In the first minute of the September 30 training, the presenters asked each participant to put their preferred pronouns in their Zoom name. The presenters later clarified that calling these labels preferred pronouns is counter-intuitive to the progress of safe zones.
As indicated by one the presentation slides, participants were asked to say “OUCH” when “someone’s words or actions may hurt you.” Participants were also asked to say “OOPS” after saying something “unintentionally” that they may regret.
Button told Campus Reform that he objects to political agenda underlying events such as Safe Zone Allies Training because it makes students “exploited” on campus.
“As students, we think this information must be right because the professor has a college degree, and he is being paid to teach us. Nobody knows that the professors just learned this information from some woke liberal the day before,” he said.
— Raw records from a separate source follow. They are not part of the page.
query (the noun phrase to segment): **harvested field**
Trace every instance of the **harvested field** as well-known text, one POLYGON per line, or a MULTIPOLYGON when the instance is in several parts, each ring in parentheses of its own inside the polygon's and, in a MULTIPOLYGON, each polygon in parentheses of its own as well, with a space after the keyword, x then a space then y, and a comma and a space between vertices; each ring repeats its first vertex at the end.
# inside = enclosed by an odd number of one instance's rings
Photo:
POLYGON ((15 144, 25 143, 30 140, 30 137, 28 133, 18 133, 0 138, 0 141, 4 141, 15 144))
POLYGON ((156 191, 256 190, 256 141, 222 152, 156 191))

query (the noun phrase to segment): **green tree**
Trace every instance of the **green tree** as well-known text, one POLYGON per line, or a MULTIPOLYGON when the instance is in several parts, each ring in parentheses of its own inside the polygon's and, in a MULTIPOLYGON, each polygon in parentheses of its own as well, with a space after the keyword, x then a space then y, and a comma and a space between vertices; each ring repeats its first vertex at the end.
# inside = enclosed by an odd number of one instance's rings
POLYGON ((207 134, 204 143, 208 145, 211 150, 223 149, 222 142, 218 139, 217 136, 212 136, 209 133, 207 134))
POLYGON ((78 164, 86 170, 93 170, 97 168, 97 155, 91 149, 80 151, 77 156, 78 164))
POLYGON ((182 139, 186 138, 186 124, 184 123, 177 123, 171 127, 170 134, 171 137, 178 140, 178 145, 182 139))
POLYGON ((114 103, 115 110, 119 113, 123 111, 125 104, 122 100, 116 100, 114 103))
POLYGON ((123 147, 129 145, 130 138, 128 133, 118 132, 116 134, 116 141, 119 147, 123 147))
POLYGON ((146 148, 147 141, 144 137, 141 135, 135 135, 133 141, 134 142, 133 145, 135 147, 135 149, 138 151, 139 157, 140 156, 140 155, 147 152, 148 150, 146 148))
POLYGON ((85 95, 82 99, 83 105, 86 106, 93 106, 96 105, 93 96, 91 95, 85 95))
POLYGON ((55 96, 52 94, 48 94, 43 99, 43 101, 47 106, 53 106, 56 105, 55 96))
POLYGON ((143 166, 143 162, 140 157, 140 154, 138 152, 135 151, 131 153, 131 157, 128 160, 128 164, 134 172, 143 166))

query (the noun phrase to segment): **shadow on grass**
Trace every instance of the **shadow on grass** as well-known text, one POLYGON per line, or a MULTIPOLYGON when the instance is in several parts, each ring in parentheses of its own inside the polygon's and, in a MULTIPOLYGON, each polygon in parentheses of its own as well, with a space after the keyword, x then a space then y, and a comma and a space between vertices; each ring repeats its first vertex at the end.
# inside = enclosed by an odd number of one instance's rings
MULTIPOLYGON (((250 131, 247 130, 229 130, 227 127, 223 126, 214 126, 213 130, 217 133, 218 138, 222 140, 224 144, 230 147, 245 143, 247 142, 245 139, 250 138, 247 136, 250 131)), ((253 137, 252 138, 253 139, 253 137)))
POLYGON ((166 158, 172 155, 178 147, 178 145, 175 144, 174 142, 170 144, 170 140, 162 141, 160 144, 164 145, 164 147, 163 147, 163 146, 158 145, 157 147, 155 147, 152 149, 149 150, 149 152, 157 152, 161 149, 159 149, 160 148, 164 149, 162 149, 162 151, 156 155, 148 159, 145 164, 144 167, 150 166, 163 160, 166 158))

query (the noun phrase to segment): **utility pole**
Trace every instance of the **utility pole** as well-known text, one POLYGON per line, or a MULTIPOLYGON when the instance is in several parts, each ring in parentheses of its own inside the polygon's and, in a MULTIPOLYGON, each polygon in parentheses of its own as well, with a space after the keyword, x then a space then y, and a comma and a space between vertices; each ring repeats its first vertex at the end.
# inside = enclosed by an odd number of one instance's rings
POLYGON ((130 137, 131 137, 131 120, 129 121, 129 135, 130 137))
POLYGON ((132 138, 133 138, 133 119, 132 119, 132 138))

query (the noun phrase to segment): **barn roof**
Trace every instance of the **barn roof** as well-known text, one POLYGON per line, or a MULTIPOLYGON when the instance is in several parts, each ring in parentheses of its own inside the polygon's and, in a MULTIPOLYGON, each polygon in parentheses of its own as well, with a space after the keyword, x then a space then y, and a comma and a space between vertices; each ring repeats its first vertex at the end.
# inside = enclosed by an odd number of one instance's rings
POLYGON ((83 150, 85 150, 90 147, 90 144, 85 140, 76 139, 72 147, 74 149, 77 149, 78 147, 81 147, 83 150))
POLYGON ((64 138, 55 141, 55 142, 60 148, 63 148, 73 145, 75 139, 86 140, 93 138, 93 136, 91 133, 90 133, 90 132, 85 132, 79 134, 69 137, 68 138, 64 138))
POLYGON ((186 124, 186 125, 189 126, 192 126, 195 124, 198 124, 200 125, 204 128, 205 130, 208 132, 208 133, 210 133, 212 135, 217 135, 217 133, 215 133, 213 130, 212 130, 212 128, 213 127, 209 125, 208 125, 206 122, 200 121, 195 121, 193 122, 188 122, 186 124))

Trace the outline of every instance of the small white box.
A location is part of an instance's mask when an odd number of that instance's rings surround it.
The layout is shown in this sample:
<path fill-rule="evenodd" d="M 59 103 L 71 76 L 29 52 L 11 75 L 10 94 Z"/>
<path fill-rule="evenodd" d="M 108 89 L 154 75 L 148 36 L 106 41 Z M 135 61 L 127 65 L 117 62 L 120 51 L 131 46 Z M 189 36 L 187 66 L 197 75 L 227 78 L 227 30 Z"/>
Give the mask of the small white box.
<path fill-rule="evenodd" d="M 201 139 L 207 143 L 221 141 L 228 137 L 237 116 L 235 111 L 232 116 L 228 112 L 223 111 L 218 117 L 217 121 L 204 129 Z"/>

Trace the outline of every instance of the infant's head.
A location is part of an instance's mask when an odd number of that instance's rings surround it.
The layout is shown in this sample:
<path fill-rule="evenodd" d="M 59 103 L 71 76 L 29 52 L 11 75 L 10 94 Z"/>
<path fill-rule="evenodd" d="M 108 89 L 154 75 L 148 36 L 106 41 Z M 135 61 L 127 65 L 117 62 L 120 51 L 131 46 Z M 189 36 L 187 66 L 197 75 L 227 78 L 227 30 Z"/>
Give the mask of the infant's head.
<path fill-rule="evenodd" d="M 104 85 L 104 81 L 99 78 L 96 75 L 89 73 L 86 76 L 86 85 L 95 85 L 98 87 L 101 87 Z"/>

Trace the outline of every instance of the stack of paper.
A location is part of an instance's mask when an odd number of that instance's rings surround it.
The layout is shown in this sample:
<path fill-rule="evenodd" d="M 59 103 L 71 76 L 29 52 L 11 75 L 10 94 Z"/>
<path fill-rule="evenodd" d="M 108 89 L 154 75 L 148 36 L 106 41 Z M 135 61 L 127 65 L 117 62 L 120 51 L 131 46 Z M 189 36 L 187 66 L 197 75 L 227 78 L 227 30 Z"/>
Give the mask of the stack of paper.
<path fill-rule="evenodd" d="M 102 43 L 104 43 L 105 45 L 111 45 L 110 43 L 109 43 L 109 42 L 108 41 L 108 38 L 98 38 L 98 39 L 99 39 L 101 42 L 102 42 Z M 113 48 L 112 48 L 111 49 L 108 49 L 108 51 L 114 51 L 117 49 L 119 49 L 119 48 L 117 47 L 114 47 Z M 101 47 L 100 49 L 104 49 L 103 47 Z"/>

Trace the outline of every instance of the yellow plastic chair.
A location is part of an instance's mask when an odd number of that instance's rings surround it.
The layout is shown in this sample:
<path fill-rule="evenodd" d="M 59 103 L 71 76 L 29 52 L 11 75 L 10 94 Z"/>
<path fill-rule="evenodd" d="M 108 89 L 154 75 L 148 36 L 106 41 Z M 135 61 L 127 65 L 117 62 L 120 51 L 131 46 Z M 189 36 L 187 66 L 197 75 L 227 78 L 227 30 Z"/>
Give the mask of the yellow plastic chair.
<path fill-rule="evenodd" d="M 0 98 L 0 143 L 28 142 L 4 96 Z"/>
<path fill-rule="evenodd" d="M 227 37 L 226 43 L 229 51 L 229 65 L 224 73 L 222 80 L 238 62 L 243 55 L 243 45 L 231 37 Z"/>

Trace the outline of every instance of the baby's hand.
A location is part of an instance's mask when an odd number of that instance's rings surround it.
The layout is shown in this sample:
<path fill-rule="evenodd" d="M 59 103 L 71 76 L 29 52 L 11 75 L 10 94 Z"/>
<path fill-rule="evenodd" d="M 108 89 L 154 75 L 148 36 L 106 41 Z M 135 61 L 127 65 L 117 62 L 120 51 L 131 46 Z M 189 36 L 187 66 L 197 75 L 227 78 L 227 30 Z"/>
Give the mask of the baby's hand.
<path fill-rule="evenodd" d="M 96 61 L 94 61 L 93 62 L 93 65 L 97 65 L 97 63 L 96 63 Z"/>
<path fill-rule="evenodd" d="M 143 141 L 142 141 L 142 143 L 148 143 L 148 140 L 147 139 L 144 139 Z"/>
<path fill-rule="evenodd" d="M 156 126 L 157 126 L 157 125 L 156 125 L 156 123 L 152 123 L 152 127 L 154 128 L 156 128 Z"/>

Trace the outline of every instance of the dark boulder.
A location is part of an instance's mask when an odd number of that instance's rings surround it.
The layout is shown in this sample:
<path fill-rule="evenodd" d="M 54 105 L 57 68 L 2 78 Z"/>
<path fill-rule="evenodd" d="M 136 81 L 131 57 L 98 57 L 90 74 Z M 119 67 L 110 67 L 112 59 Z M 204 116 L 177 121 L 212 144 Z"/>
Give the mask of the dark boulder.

The Genderbread Person is only one of many progressive graphics and diagrams that have saturated higher education today.
The “Gender Unicorn” was created by the Trans Student Educational Resources organization to include even more genders, noting that the Genderbread Person lacks certain gender classifications.
[RELATED: Students required to learn about restrooms, attraction from ‘The Gender Unicorn’]
“Ultimately, we wanted to recognize genders outside of the western gender binary, which the Genderbread Person does not,” the organization writes on its website.
In August, Campus Reform covered a Gender Unicorn-based training at the University of Hawaii at Manoa.
The University of Arkansas did not respond to requests for comment.